The President has, meanwhile, asked personnel of the service to desist from the penchant of tying their destinies to the government of the day or any political entity.
He said it was improper for the Police Service and other security agencies, which are supposed to be professionals, to pledge allegiance to a government in power.
He said it was in the interest of all that the Police Service retained its neutrality and professionalism, as guaranteed under the 1992 Constitution, stressing that “governments have term limits, and in a multi-party democracy, parties win and lose power”.
This was contained in a speech read on behalf of the President by the Vice-President, Dr Mahamudu Bawumia, at the 47th Cadet Officers Graduation Parade at the National Police Training School at Tesano in Accra last Friday.
At the ceremony, 132 cadet officers were commissioned to the rank of Assistant Superintendent of Police (ASP).
The President said it was in the interest of the nation that the police remained neutral, saying it was for that reason that the service ought not to tie its fortunes to political parties or to the government of the day.
“Doing so undermines your integrity and your professionalism and puts all of us at risk in the long run,” he said.
President Akufo-Addo said the government, in partnership with the leadership of the Ghana Police Service, was determined to ensure that the Police Service was allowed to focus on its core mandate and not to become an appendage of the ruling party.
“I envisage a Ghana Police Service that goes about its duty of protecting ordinary citizens confident that there will be no interference from the powers that be,” he added.
In view of that, he said, the government would do all in its power to provide the necessary logistics and resources for the service to enable it to discharge its duties effectively, especially in the wake of reports of lawlessness and mob violence.
On law and order, the President said his government’s focus was on proactive and preventive policing, rather than reactive, in addition to building a robust, effective, efficient and disciplined police force.
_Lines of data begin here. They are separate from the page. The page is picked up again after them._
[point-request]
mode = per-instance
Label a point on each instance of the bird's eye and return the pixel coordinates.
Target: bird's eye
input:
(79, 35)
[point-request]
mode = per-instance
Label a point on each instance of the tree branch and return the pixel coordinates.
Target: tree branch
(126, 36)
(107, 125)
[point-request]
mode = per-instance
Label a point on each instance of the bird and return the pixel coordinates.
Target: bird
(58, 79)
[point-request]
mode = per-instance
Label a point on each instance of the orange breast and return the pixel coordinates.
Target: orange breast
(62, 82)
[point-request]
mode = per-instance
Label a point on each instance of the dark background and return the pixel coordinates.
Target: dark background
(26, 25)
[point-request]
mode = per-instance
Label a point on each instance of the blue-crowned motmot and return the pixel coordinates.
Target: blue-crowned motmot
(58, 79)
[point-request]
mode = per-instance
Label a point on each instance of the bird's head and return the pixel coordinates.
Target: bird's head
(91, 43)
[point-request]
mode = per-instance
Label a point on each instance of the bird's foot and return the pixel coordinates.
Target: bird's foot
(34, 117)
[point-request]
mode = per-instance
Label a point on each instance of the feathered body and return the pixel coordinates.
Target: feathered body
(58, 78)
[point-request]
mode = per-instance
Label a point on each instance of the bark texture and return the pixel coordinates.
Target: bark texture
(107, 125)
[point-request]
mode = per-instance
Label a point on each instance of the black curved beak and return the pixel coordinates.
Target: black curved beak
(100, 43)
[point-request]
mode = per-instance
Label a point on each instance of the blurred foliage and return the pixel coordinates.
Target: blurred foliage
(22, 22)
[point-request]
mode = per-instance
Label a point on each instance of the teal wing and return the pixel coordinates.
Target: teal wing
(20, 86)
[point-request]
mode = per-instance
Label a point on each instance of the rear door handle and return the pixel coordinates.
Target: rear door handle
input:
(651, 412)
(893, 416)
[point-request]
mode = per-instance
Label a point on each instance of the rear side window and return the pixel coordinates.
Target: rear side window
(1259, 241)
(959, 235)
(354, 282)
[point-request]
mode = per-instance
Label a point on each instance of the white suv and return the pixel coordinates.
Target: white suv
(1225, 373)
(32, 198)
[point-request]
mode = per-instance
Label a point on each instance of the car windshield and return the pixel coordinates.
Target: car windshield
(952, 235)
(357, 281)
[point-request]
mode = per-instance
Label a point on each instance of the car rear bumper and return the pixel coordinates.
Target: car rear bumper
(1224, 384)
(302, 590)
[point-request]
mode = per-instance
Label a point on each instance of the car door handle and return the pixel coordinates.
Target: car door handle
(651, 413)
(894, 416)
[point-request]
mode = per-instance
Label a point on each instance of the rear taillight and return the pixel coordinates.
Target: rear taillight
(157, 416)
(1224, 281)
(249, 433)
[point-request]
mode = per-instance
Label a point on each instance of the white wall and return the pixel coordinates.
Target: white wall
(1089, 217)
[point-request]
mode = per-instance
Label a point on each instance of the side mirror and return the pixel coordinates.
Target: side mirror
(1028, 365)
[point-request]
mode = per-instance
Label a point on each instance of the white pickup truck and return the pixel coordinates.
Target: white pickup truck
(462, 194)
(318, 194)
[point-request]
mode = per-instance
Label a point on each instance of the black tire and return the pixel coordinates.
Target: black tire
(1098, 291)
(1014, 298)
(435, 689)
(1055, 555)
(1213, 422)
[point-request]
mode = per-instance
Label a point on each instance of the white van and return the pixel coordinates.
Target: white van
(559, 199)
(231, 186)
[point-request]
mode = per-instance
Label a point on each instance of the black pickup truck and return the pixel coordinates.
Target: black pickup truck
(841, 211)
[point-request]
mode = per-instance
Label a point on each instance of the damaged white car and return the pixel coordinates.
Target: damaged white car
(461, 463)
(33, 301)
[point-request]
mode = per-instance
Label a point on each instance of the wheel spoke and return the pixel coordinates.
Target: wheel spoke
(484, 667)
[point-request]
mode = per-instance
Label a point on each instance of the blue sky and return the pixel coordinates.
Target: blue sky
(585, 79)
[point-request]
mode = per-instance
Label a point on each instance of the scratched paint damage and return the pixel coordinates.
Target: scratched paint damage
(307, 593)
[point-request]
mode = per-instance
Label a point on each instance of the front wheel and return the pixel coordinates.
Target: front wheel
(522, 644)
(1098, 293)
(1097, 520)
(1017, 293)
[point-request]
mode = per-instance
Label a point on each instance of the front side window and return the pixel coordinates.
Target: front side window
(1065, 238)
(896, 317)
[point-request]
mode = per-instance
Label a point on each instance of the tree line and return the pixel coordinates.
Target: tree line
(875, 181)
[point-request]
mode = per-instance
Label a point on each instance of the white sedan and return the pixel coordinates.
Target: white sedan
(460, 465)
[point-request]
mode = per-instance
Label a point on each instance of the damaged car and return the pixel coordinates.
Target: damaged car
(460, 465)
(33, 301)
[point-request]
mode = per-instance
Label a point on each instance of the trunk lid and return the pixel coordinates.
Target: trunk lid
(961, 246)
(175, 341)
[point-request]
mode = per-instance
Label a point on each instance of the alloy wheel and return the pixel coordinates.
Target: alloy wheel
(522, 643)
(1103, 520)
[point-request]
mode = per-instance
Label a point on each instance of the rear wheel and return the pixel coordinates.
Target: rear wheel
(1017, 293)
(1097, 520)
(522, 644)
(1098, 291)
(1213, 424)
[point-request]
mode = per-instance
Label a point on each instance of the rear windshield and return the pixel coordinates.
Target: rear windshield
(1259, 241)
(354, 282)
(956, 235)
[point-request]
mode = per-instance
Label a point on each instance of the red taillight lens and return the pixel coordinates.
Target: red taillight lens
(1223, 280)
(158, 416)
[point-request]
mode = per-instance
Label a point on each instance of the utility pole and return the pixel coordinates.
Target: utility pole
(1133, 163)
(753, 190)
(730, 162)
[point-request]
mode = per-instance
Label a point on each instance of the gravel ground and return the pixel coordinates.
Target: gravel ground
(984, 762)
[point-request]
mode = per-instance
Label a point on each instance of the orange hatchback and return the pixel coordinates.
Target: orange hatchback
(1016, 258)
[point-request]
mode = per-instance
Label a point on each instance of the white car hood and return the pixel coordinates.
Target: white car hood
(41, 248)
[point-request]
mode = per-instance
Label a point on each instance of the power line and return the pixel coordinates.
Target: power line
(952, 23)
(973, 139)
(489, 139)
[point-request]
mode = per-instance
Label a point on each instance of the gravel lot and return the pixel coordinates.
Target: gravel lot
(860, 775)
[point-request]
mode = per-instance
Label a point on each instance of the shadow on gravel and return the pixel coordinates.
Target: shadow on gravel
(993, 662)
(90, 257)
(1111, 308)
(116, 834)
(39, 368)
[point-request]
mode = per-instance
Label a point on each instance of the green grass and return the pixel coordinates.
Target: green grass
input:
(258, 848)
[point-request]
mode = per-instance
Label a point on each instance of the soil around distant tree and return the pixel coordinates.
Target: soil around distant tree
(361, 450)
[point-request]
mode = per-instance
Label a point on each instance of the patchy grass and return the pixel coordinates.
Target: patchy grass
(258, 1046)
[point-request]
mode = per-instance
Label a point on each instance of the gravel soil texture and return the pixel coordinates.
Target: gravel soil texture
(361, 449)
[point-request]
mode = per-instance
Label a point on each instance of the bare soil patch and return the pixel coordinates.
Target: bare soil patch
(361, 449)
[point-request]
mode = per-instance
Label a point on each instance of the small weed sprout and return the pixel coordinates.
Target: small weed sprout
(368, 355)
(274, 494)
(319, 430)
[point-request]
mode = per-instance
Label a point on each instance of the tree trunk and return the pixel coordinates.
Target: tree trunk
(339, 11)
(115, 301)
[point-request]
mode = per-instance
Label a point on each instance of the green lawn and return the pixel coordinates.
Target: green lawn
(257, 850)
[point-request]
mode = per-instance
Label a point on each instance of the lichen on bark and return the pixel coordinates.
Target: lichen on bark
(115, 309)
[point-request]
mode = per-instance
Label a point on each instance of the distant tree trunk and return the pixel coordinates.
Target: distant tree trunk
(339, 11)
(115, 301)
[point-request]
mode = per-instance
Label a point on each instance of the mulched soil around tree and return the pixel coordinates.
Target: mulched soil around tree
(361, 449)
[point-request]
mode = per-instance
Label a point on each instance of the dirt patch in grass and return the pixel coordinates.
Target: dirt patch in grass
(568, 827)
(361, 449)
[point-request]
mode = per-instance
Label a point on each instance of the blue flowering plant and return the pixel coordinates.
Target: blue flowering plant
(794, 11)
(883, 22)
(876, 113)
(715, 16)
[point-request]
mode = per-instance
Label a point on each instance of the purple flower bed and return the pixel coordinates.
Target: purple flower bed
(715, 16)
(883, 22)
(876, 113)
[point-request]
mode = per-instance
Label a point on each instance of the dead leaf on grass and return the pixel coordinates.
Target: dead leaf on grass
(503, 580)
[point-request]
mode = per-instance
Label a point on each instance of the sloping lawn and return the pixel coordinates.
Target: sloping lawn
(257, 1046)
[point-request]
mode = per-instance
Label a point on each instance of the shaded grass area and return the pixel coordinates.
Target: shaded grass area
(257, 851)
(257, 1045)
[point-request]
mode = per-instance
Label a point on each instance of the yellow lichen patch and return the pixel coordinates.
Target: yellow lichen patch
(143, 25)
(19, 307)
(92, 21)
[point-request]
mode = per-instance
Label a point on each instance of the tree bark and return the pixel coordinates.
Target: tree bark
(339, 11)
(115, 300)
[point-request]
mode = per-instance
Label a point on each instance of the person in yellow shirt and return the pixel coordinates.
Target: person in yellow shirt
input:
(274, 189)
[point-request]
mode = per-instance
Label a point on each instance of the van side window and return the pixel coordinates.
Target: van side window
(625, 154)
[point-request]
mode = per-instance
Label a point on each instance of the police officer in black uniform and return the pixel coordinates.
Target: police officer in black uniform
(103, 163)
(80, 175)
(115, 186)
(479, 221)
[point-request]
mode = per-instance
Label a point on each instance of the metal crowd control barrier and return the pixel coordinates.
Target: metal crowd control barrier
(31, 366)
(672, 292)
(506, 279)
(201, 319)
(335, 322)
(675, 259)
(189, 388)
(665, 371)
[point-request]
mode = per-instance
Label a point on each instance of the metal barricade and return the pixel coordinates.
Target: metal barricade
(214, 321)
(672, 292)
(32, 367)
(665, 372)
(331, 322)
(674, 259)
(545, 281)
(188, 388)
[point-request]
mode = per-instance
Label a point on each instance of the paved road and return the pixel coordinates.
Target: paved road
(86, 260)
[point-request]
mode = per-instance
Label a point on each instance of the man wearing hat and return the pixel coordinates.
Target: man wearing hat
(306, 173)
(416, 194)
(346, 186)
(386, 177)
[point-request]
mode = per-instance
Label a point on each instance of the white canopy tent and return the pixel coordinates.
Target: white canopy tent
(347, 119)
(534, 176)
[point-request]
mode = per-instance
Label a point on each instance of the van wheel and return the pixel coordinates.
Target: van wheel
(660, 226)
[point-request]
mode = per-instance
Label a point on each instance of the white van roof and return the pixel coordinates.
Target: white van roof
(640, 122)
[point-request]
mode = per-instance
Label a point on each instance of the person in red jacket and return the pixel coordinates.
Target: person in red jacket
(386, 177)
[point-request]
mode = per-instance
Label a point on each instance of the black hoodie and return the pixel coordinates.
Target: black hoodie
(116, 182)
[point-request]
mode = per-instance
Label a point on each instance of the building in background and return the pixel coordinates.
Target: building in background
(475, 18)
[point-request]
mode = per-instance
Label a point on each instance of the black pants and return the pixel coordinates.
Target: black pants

That, he said, would be achieved by increasing both the visibility and the capacity of the institution, adding that an initial GH¢800 million had been earmarked for the service in the short term to support the key task of reducing crime and increasing public safety
As part of measures to enhance security and monitor inmates in police cells, he announced that the government had completed negotiations for 8,700 CCTV cameras to be deployed in all 216 districts and the three command centres in Accra, Kumasi and Tamale.
Additionally, he said, all police stations were to be rehabilitated to bring them up to standard.
The President said in line with plans to upgrade the service in terms of equipment, at least 1,000 new vehicles would be procured for the service this year.
Already, he said, 200 pick-ups had been allocated to the service under ‘Operation Calm Life’, with another 200 saloon cars expected to be delivered in six weeks’ time.
“We are also on course to setting up special police units. Resources have been allocated for police kits, including protective gear and adequate quantities of other essential equipment, including guns and ammunition,” he announced.
The government, President Akufo-Addo, said, also anticipated that the police would strengthen engagement with the communities they served in the hope that it would be a more sustainable way of reducing crime.
He said, the government had programmed to recruit 4,000 more police personnel this year.
“We know that it is not the number of policemen we recruit that matters most but instead the number of men we deploy and how effectively they are deployed.
“We are improving the data analytics of the service to make policing more efficient and alive to modern trends in fighting crime,” he added.
Towards that end, President Akufo-Addo challenged officers and men of the service to work hard at redeeming its image following low rankings it consistently received in the annual Afrobarometer Corruption Perception surveys.
He described the rankings as “not right and can no longer be the status quo”.
The President said citizens could only have confidence in the Police Service when personnel were seen to be honest and enforced the law without fear or favour.